CHICAGO - She was a professional golfer, a saxophone player, a blues singer, a teacher, an orator, an actress - and one of the greatest champions in the history of tennis. But the significance of Althea Gibson's life, which ended yesterday at 76, probably is appreciated by far too few.
No less a trailblazer than Jackie Robinson and Arthur Ashe, she had accomplishments perhaps more impressive because of her singular place as an African-American female athlete in the 1950s.
Gibson was the first African-American to compete in the U.S. championship in 1950 and at Wimbledon in 1951. She won the French Open in 1956 and back-to-back U.S. and Wimbledon titles in '57 and '58. After her first Wimbledon victory, she was given a ticker-tape parade in New York.
"It's not necessarily unique to the African-American community, but everybody stands on somebody's shoulders," said former New York Mayor David Dinkins, a friend of 50 years and one of the few with whom Gibson stayed in contact during a semi-reclusive last decade.
"In that respect, not just blacks had to marvel at her agility and skills and perseverance in the face of overwhelming odds. I'm saddened by her loss, but if ever there was a circumstance in which we should celebrate a life well-lived and one of great accomplishment as opposed to simply mourning a loss, this is such an instance."
The oldest of five children, she was born Aug. 25, 1927, on a cotton farm in South Carolina and raised in Harlem. Gibson described herself as a vagabond, roaming the streets of New York as a child until gaining attention for her athleticism in a Police Athletic League.
She trained first at a multiracial club in Harlem. Then, after winning the first of several American Tennis Association titles - the black counterpart to the all-white U.S. Lawn Tennis Association - Gibson moved to Wilmington, N.C., where her tennis career took off under the tutelage of two ATA officials, one of whom, Robert Johnson, later mentored Arthur Ashe.
It was the late 1940s, segregation was still the norm and it took several more years, the financial support of boxing champion Sugar Ray Robinson and the impassioned pleas by the likes of former champion Alice Marble before Gibson could gain entry into the elite tournaments.
"She simply changed the landscape of tennis," said Alan Schwartz, president of the U.S. Tennis Association. "Arthur Ashe's job was not easy, but if he had to climb a hill, Althea Gibson had to climb a mountain. She was the original breakthrough person.
"I remember seeing pictures of her accepting her trophy at Wimbledon, and what went through my mind when I first saw it was, `That's royalty giving her the trophy, and she accepted it like royalty herself,' " Schwartz said.
"She was very tall and slender [at 5 feet 10 inches and 140 pounds], very graceful, with a certain shy elegance about her."
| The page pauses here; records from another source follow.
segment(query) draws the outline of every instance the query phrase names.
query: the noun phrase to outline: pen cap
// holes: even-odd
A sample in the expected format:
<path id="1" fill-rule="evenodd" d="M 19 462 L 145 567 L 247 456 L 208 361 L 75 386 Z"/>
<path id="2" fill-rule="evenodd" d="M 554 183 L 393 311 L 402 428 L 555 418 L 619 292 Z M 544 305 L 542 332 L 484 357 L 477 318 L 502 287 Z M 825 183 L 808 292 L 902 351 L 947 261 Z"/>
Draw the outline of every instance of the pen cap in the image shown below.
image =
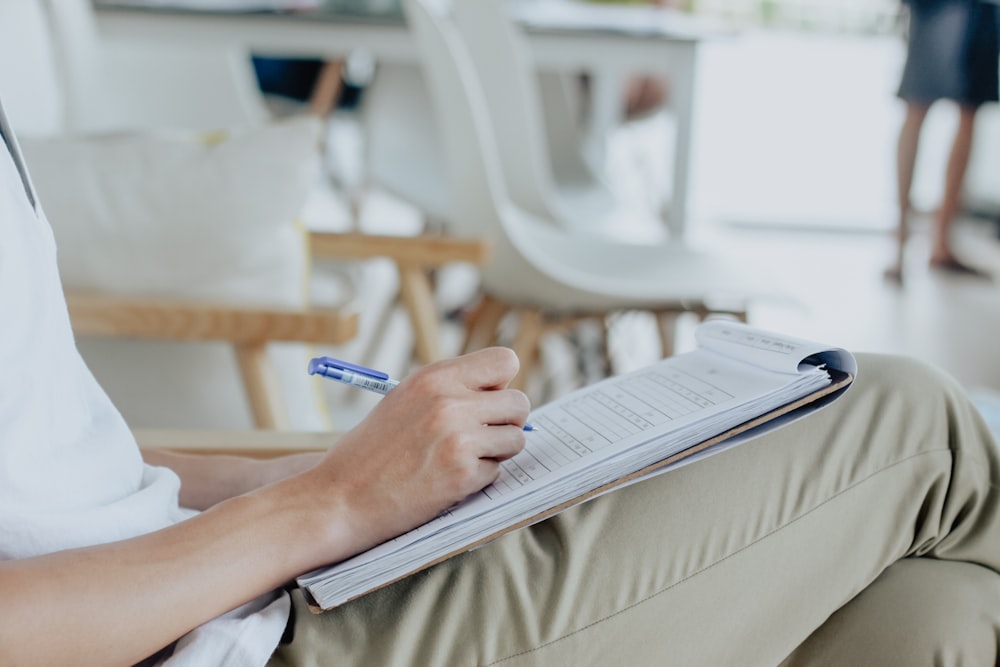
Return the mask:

The first female tennis player of note to possess an all-court game, Gibson used her height to unleash an overpowering serve and her athleticism to stretch for shots all over the court. She went on to win 11 Grand Slam titles: five in singles, five in doubles and one in mixed doubles.
Zina Garrison, who became the second African-American woman to reach the finals of Wimbledon when she played Martina Navratilova in 1990, said she spoke yesterday to Venus Williams, the second African-American woman to win the Wimbledon title in 2000.
"Althea used to say she wanted me to be the one who broke her barrier, to take the burden off of her," Garrison said. "When [Williams] won, I called [Gibson] and she was so happy that it was finally lifted. She knew she opened the door for all of us, and she was so excited about all the women who followed her."
Yesterday, Williams released a statement regarding Gibson's death.
"I am grateful to Althea Gibson for having the strength and courage to break through the racial barriers in tennis," it said. "Althea Gibson was the first African-American woman to rank No. 1 and win Wimbledon, and I am honored to have followed in such great footsteps. Her accomplishments set the stage for my success and through players like myself, Serena [Williams] and many others to come, her legacy will live on."
Garrison recalled yesterday that Gibson came to watch her play Navratilova in the 1990 finals at Wimbledon, one of her last public appearances.
Camille Mosley, who is co-writing a book to be titled Outside the Lines, chronicling the history of African-American tennis, said Gibson was the most prominent player to move from the all-segregated tennis world of the ATA to the USLTA.
Mosley contends Gibson's impact should be viewed as bigger than Jackie Robinson's.
"There was no other black player at that level," said Mosley, "and I hope that people appreciate that she created opportunities not just for athletes but for all women. She took the beating for all women to be considered seriously in all endeavors."
After retiring from tennis, Gibson released an album; appeared in a film called The Horse Soldiers with John Wayne; toured with the Harlem Globetrotters playing exhibition tennis matches; played on the LPGA Tour, and was the state commissioner of athletics in New Jersey. But it was among her greatest sources of satisfaction, said close friend Fran Gray, that the foundation she co-founded with Gray succeeded not just in exposing inner-city children to sports such as tennis and golf, but also in focusing on their education.
Gibson was preceded in death by two husbands. She had no children.